Airbnb also had good news for Wall Street on the spending front, noting that its selling and marketing expenses, as a percentage of revenue in 2021, will be below 2019, a year in which it had high levels of marketing. Airbnb is doing better than other travel-focused companies. Expedia Group Inc. EXPE,
which owns rival VRBO, said in its earnings call earlier this month that it saw an overall improving trend in its fourth quarter, driven by VRBO, but declined to disclose any specific results for analysts. The online travel company reported net income and losses in the fourth quarter that fell about 64%.
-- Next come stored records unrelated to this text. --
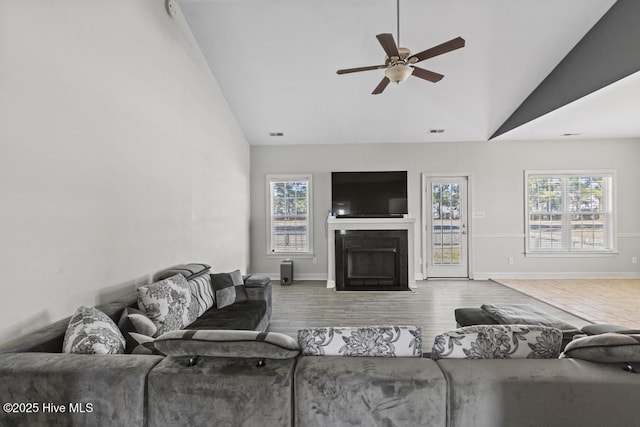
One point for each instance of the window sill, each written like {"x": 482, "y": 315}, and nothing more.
{"x": 571, "y": 254}
{"x": 290, "y": 255}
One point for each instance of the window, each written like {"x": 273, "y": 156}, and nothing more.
{"x": 290, "y": 214}
{"x": 569, "y": 212}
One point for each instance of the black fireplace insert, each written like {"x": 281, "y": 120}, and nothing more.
{"x": 372, "y": 260}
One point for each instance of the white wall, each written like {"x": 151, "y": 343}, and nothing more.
{"x": 119, "y": 156}
{"x": 497, "y": 170}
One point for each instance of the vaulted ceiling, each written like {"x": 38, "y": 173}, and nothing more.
{"x": 527, "y": 70}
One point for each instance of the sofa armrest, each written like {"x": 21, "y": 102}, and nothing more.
{"x": 258, "y": 288}
{"x": 74, "y": 389}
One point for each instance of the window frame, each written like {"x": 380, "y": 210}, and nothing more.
{"x": 567, "y": 250}
{"x": 270, "y": 178}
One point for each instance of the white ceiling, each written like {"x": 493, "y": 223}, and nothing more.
{"x": 276, "y": 63}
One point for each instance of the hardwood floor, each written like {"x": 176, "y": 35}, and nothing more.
{"x": 614, "y": 301}
{"x": 429, "y": 306}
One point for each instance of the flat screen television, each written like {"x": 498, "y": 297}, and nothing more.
{"x": 369, "y": 194}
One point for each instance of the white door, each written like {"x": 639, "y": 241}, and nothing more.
{"x": 446, "y": 226}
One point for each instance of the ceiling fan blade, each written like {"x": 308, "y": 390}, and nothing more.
{"x": 381, "y": 86}
{"x": 388, "y": 44}
{"x": 445, "y": 47}
{"x": 426, "y": 74}
{"x": 355, "y": 70}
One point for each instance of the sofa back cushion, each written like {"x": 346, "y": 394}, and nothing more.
{"x": 228, "y": 288}
{"x": 375, "y": 341}
{"x": 232, "y": 343}
{"x": 605, "y": 348}
{"x": 498, "y": 342}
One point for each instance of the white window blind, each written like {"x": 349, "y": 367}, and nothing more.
{"x": 290, "y": 214}
{"x": 569, "y": 212}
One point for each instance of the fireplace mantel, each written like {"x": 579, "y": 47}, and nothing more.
{"x": 335, "y": 224}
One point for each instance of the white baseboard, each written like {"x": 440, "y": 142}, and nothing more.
{"x": 556, "y": 275}
{"x": 275, "y": 277}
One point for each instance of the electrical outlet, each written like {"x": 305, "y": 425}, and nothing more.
{"x": 172, "y": 7}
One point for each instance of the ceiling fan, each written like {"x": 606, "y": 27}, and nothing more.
{"x": 399, "y": 62}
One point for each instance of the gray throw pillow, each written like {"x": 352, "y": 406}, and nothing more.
{"x": 605, "y": 348}
{"x": 90, "y": 331}
{"x": 135, "y": 325}
{"x": 228, "y": 288}
{"x": 202, "y": 293}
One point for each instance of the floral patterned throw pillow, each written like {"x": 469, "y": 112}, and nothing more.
{"x": 168, "y": 303}
{"x": 498, "y": 342}
{"x": 90, "y": 331}
{"x": 372, "y": 341}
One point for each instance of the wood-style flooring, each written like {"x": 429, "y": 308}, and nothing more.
{"x": 430, "y": 306}
{"x": 613, "y": 301}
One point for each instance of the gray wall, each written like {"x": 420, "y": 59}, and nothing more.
{"x": 118, "y": 156}
{"x": 497, "y": 190}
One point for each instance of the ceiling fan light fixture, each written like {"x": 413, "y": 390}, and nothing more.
{"x": 398, "y": 73}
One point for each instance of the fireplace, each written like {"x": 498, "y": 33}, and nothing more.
{"x": 371, "y": 260}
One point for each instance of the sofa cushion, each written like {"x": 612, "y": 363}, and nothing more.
{"x": 244, "y": 315}
{"x": 201, "y": 293}
{"x": 167, "y": 303}
{"x": 525, "y": 314}
{"x": 228, "y": 288}
{"x": 134, "y": 325}
{"x": 230, "y": 343}
{"x": 189, "y": 271}
{"x": 607, "y": 348}
{"x": 90, "y": 331}
{"x": 498, "y": 342}
{"x": 376, "y": 341}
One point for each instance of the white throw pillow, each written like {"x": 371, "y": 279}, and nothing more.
{"x": 167, "y": 303}
{"x": 90, "y": 331}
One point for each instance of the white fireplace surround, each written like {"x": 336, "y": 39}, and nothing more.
{"x": 336, "y": 224}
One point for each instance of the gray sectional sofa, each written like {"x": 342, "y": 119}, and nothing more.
{"x": 208, "y": 379}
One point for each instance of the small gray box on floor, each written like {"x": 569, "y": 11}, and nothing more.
{"x": 286, "y": 272}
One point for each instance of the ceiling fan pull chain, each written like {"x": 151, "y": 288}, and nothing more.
{"x": 398, "y": 20}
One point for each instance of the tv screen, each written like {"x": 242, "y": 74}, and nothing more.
{"x": 369, "y": 194}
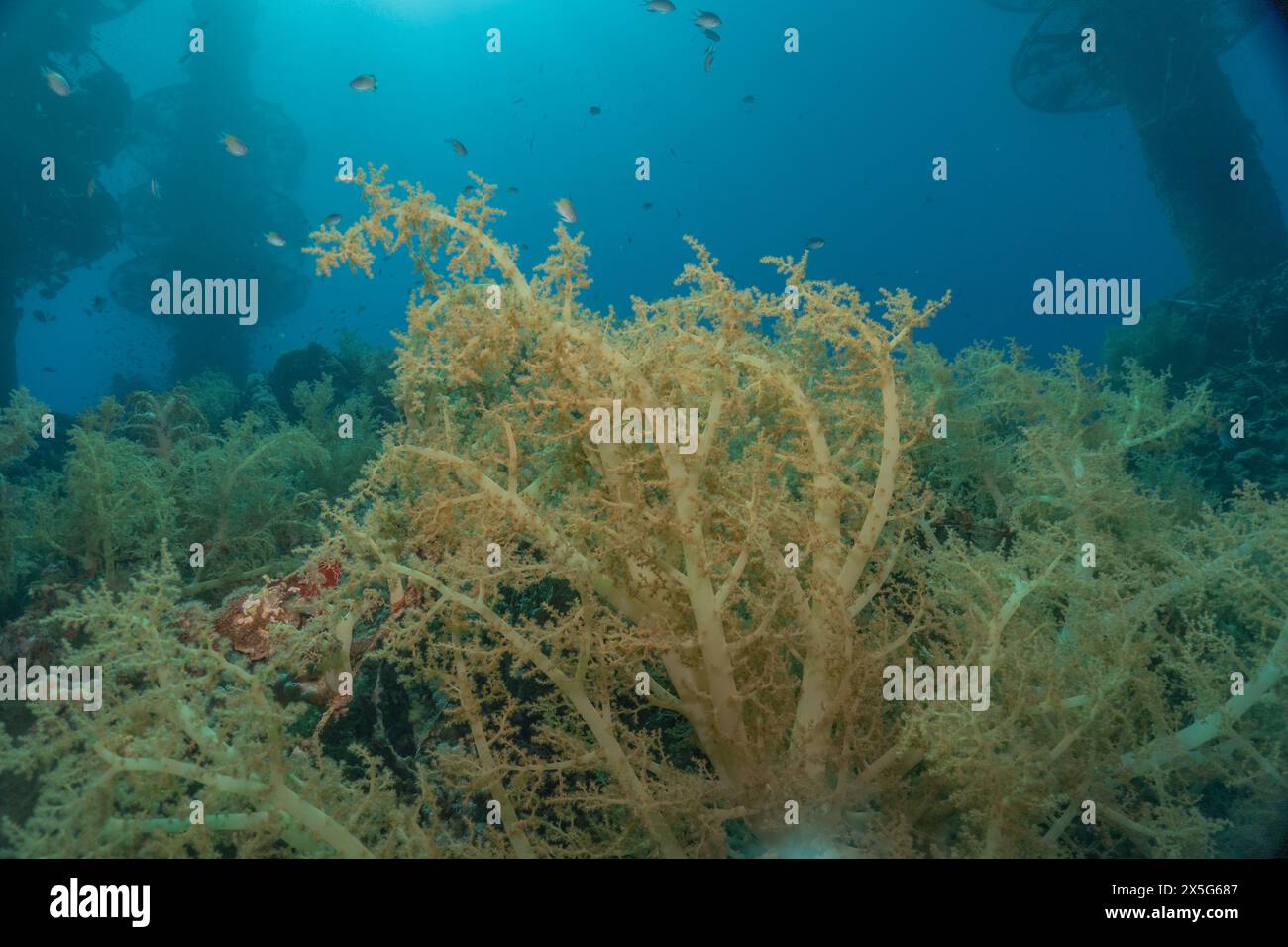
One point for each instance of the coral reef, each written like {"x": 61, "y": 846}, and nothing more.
{"x": 629, "y": 648}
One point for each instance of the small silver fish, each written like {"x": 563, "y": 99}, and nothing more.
{"x": 55, "y": 82}
{"x": 565, "y": 209}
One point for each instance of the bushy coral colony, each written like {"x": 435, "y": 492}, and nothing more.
{"x": 514, "y": 638}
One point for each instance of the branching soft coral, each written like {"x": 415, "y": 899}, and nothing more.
{"x": 648, "y": 650}
{"x": 184, "y": 724}
{"x": 625, "y": 560}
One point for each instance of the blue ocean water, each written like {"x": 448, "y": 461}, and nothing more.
{"x": 836, "y": 142}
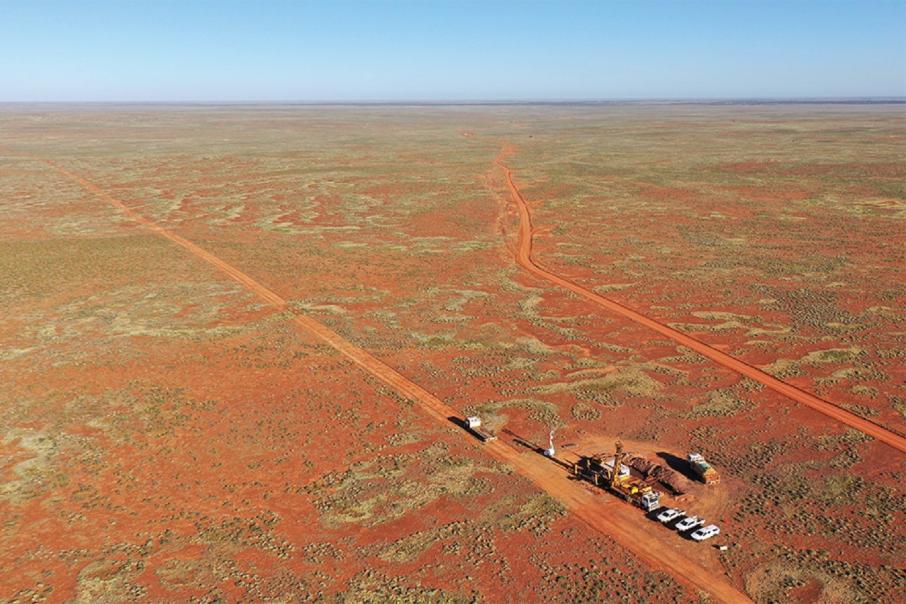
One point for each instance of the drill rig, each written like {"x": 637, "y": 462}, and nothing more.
{"x": 611, "y": 474}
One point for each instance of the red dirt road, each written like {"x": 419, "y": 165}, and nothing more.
{"x": 524, "y": 258}
{"x": 609, "y": 517}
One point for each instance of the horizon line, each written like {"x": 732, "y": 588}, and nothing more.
{"x": 872, "y": 99}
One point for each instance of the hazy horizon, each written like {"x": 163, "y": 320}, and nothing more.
{"x": 444, "y": 52}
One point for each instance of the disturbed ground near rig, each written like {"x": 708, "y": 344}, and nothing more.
{"x": 165, "y": 434}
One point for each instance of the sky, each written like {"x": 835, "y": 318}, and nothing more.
{"x": 276, "y": 50}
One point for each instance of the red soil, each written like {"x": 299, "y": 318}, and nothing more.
{"x": 524, "y": 258}
{"x": 618, "y": 521}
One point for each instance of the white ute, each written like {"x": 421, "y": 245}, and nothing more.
{"x": 669, "y": 515}
{"x": 706, "y": 532}
{"x": 689, "y": 523}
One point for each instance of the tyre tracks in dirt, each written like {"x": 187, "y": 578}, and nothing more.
{"x": 523, "y": 255}
{"x": 597, "y": 510}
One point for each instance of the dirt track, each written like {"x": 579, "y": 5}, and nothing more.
{"x": 524, "y": 258}
{"x": 604, "y": 514}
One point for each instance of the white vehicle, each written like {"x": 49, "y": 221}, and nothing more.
{"x": 689, "y": 523}
{"x": 669, "y": 515}
{"x": 705, "y": 532}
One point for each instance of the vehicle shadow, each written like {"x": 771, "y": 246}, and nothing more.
{"x": 678, "y": 464}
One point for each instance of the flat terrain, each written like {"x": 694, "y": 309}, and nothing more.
{"x": 232, "y": 338}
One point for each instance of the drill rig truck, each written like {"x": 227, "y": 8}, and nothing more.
{"x": 612, "y": 475}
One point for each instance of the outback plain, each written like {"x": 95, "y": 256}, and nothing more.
{"x": 233, "y": 338}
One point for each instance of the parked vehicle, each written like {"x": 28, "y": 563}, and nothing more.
{"x": 706, "y": 532}
{"x": 670, "y": 514}
{"x": 689, "y": 523}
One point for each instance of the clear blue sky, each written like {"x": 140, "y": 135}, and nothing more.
{"x": 195, "y": 50}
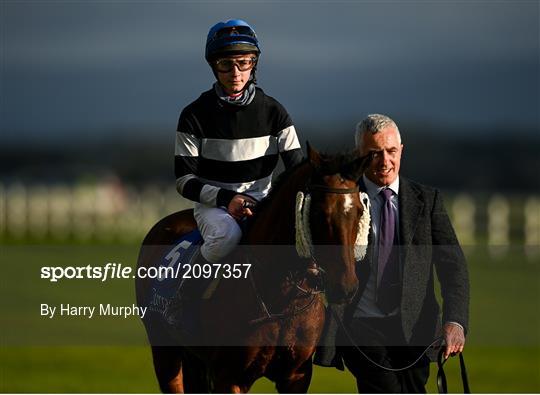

Airbnb is set to win if the pandemic continues and also if (or when) it ends. But DoorDash may have seen years of growth compressed into a few months, and what comes next is uncertain, no matter how confident its executives sounded Thursday.

The effect of the pandemic on certain companies is clearly not as predictable as many thought. With the gradual rollout of the vaccine expected to help boost some travel and some restaurant dining again, it appears Airbnb is emerging as another winner, while DoorDash may have experienced its peak.